Ron Ellis wasted no time celebrating Paul Henderson's Summit Series-clinching goal

Team Canada 1972 Summit Series hero Paul Henderson poses with a print of

Team Canada 1972 Summit Series hero Paul Henderson poses with a print of "The Goal" in his Mississauga, Ont., backyard. (JACK BOLAND/QMI Agency file photo)

RANDY SPORTAK, QMI Agency

, Last Updated: 6:29 PM ET

Ron Ellis was known for his speed.

But the winger hit a whole new gear when Paul Henderson scored the Summit Series-winning goal with 34 seconds remaining in Game 8. He even beat some of the players who were on the ice in the quest to mob Henderson, who jumped into Yvan Cournoyer's arms after netting the historic goal to beat the Soviet Union.

"If you look at the pile in the corner, I was one of the first," Ellis said. "I think I was the first guy from the bench.

"That's not like me, but it (shows) how much I was into the moment. When the puck went in, I wanted to be the first guy over the boards and jump on my friend.

"I wanted to be part of the pile."

Seemingly nearly everyone in Canada has seen Henderson's goal, 40 years ago in Moscow.

Imagine the joy of seeing it live.

"I was surprised their defenceman let Paul have two cracks at it," said Canadian defenceman Bill White, who was on the ice when the miracle goal was scored.

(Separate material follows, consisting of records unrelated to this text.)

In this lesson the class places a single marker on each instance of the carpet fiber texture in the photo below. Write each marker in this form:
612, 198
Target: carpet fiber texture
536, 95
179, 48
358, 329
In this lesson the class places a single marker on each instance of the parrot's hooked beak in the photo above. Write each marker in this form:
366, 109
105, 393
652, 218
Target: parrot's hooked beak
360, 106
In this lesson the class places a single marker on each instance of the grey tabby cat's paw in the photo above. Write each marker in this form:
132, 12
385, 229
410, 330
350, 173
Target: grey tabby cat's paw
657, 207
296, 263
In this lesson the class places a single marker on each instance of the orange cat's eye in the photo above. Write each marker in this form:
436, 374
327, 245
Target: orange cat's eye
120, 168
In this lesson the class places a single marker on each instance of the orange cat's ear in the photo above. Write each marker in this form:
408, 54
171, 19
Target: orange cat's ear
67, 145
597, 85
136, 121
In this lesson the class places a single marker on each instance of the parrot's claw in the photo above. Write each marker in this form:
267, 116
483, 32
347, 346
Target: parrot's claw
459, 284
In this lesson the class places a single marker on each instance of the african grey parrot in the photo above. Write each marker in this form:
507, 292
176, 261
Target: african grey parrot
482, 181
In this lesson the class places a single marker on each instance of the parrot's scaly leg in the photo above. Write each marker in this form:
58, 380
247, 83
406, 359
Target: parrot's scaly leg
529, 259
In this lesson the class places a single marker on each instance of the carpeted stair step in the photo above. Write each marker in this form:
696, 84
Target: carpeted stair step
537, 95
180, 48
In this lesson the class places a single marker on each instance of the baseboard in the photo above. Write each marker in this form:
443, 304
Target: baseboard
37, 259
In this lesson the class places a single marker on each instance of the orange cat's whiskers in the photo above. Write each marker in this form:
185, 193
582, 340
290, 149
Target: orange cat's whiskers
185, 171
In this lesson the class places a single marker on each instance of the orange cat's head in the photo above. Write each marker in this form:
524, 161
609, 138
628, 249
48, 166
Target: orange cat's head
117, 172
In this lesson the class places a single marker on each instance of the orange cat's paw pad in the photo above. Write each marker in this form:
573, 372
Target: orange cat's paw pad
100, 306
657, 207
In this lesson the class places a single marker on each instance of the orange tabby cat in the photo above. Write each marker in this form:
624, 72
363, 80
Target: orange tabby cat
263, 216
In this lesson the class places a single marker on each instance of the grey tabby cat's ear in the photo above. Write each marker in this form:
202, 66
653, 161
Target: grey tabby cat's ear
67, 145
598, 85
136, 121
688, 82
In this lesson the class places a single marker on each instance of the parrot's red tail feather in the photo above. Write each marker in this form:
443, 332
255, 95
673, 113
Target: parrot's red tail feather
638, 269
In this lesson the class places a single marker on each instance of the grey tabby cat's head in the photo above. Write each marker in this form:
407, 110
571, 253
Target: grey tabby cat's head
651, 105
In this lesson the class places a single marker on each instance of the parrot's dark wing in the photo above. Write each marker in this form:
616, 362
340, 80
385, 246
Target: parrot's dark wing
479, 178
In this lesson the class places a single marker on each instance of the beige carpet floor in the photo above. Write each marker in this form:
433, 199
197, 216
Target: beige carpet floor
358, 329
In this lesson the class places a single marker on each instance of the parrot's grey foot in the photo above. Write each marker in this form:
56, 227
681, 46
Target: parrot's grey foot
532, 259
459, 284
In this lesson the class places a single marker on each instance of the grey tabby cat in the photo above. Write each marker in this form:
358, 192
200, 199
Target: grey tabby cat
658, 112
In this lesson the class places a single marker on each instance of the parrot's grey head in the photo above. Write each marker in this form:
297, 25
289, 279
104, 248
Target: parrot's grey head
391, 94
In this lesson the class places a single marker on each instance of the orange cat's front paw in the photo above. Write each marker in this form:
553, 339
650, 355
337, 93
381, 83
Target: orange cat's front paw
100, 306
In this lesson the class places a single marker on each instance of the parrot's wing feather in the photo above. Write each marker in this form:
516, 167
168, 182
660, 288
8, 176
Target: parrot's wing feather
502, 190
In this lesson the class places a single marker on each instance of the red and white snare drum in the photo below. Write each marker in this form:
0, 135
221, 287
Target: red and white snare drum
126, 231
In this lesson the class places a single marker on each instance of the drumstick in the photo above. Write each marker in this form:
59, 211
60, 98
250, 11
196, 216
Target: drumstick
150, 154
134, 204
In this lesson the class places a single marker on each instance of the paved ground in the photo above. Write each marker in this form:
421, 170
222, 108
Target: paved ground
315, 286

"I would have panicked -- after the first shot didn't go in, I would have gone back to the blue line. I've always been impressed about goal scorers, all they're looking at is the back at the net. You could be hacking at them, but they're so concentrated on scoring a goal.

"I saw him shoot, but I couldn't see what happened. When I saw his hands go up, I knew we had it. Whoa, it was nice to see that, I'll tell you."

Canada's bench cleared to join the celebration, even though 34 seconds remained in the 6-5 game.

Ellis' biggest memory: "It was almost like slow motion. It's hard to explain what it was like but you could see something was happening."

Phil Esposito was front and centre, which should come as no surprise.

He pounced on the loose puck when Soviet defencemen Valery Vasiliev and Yuri Lyapkin mishandled it.

"I was heading back to our zone and I saw the puck squirted from them and just snapped my wrist to make sure I got it on the net. That was my game anyway," Esposito said.

"I put it on the net and Paul had got up, both Vasiliev and Lyapkin lost sight of him and for some inexplicable reason (Vladislav) Tretiak kicked that easy shot of mine right back in front and Paulie put it in.

"I've said this before, that's as close as I've come to kissing another guy."